Saturday, 14 April 2012
Therapy gone slightly wrong
First off I stated that I still had my doubts about Thomas. That was a mistake. I brought it up because it was part of my homework, but it was not what I came for. Secondly I was critical about the guy that my therapist strongly believes in. I should not have communicated my doubts because she took it personal. For me doubting and challenging is second nature... , an intellectual endeavour. But it is not everyone's cup of tea. People take it personal.
In the end we did go through the motion of planning methods. But not very thoroughly. My therapist being eager to move on.
We got to the conflicts with my son and the differences of opinion between me and my wife: It went downhill from there. In the end my therapist was insulted because I said I did not think she could change my wife's mind. How stupid and nonconstructive of me! Here is a person trying to look out for me and I alienate her on a subject that is off topic. Typical.
I suppose there is a lesson in there too: It is not everyone's cup of tea to truly speculate, and people need a clear emotional message. There is a second message too: I need to stop voicing doubts because people will misinterpret it as complaining or weakness!
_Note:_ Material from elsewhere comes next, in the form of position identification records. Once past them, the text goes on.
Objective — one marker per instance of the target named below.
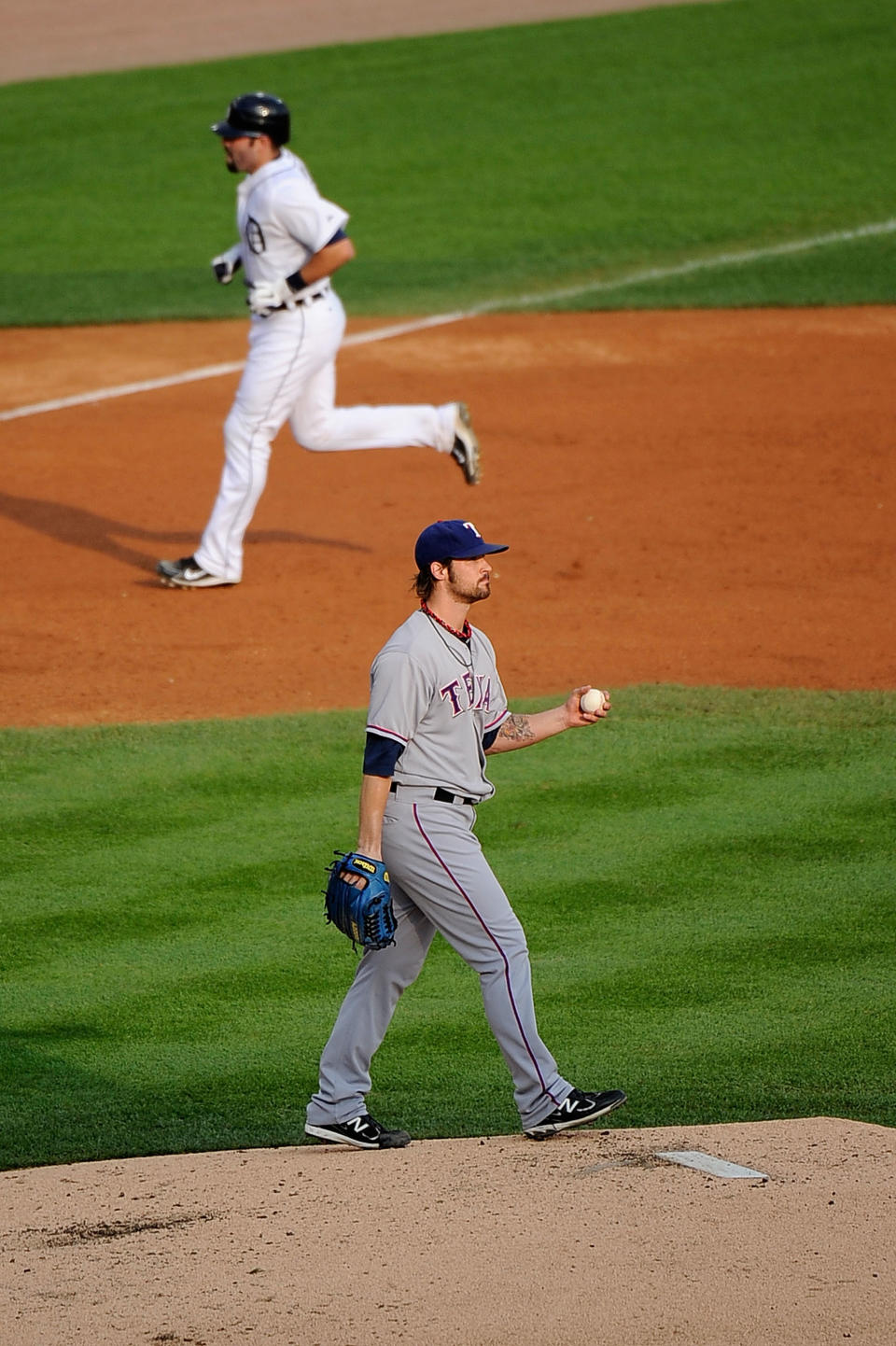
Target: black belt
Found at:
(442, 795)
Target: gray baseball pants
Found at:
(441, 880)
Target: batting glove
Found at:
(267, 295)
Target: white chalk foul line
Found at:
(592, 287)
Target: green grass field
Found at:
(706, 882)
(479, 166)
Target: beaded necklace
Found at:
(462, 636)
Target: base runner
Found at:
(291, 243)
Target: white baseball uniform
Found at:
(289, 372)
(441, 697)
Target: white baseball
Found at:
(592, 702)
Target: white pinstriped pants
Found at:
(442, 882)
(291, 376)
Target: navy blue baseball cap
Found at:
(453, 540)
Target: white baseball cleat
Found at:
(186, 574)
(466, 447)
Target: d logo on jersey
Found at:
(255, 236)
(472, 692)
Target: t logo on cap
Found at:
(453, 540)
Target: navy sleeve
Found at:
(381, 755)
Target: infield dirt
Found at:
(688, 497)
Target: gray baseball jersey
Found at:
(438, 696)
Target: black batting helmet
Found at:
(256, 115)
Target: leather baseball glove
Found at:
(362, 907)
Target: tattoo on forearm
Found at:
(517, 728)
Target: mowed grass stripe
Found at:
(704, 880)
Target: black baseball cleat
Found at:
(576, 1111)
(466, 447)
(362, 1132)
(186, 574)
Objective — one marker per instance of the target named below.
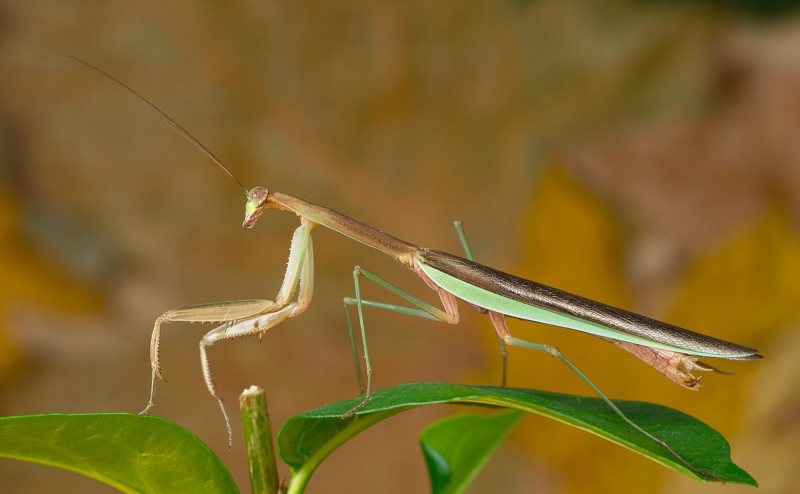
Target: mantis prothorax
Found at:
(671, 350)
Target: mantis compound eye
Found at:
(257, 200)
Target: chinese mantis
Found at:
(671, 350)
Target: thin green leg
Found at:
(555, 352)
(462, 237)
(421, 309)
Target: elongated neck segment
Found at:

Perhaps I should become like the perky young women at the office!
Apart from that I need to prepare better, with all the participants in mind. For this week I will start arranging the planning stuff myself. Also I will give it a try with the Gordon stuff with my son. This afternoon I used Gordon's six step process. I corrected all my wife's you messages and converted them into I messages I tried for a win-win. That last one being very difficult because my son is not very open about his wishes and will promise anything to end the discussion.